Tuesday, May 3, 2011

Isla Los Uros

After Machu Picchu, we got on yet another bus (yay...) up to Puno, a town on the edge of Lake Titicaca (trying to hold it in, tryinggg...BAHAHAHAHAHAHAHAHA okay I couldn't do it, that name is just too good). While the lake itself was really cool, Puno did NOT make the list of my favorite places. There were multiple reasons for this other than it being plain and boring, but I won't go into that (except that when you offer someone a free cup of coffee, you should probably let them know that adding milk to it makes it full price; that would've been a useful little tidbit - especially when the coffee itself is squirted out of a Gatorade bottle).

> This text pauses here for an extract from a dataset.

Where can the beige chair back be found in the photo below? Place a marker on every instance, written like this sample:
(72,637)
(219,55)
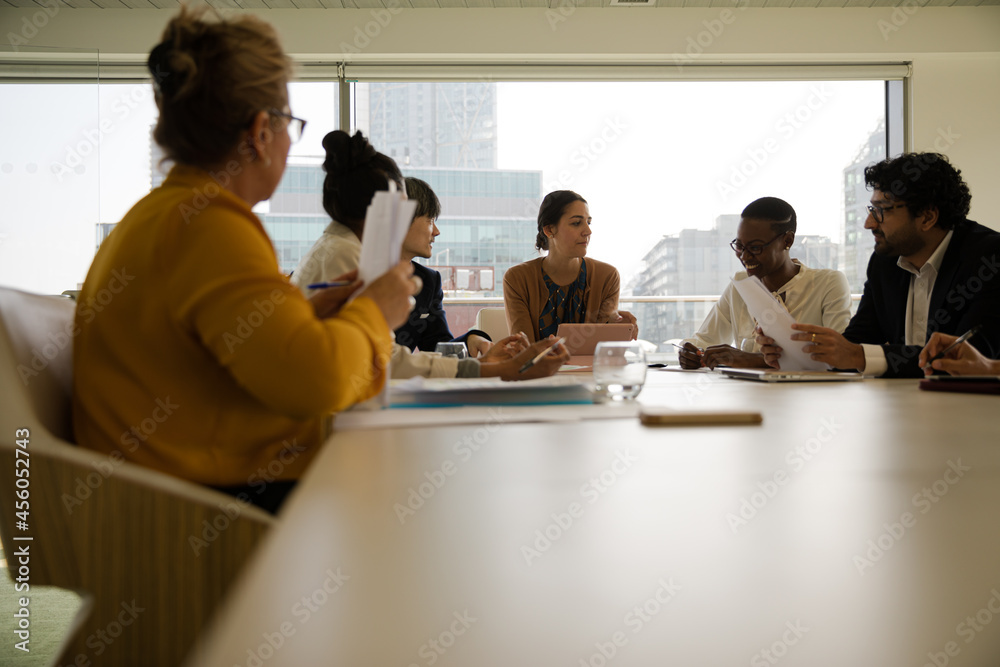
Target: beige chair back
(125,537)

Anyway, after a morning that went nothing like planned, we boarded a tour boat to Isla Los Uros, a set of man-made floating reed islands on the lake. The ancestry of the Uro people goes back before the Incans arrived in the region, and they speak a language called Aymara (but also Spanish). They make the islands themselves and somehow anchor them down so they don't keep floating all over the lake when it's windy. EVERYTHING is made of reeds - the islands, their boats, their houses and furniture, and the handicrafts that they sell. Most of the islands also have lookout towers (made of reeds, of course) but I'm not sure what they're supposed to be looking out for? Even if they saw something coming, what would they do.......? Interesante.

On the island, we listened to a joint presentation by our tour guide and the island's headman, who explained their customs and demonstrated how they make the islands. After that, the people on the island (there are about 6-8 families on most of them) invited us into their huts and talked to us, and then asked us what we wanted to buy, those tricksters!!! But besides that, going to Isla Los Uros was an amazing experience, and I loved being able to visit with people who's culture was so unbelievably different than mine. Plus now I can say I've been on the highest navigable lake in the world!


Being welcomed onto the island.
The harbor. Peruvian and Bolivian flags.








Isla Los Uros!






Random side note: our friend at the bus station in Tacna thought he was so funny when he told us that Titi was the Peruvian side and Caca was the Bolivian side. Until we explained why Titi wasn't much better.

That's it for Peru! Other than the 50-hour journey back to Santiago...I had such an amazing trip (made more amazing by the fact that Peru actually has spicy food). I WANNA GO BACKKK.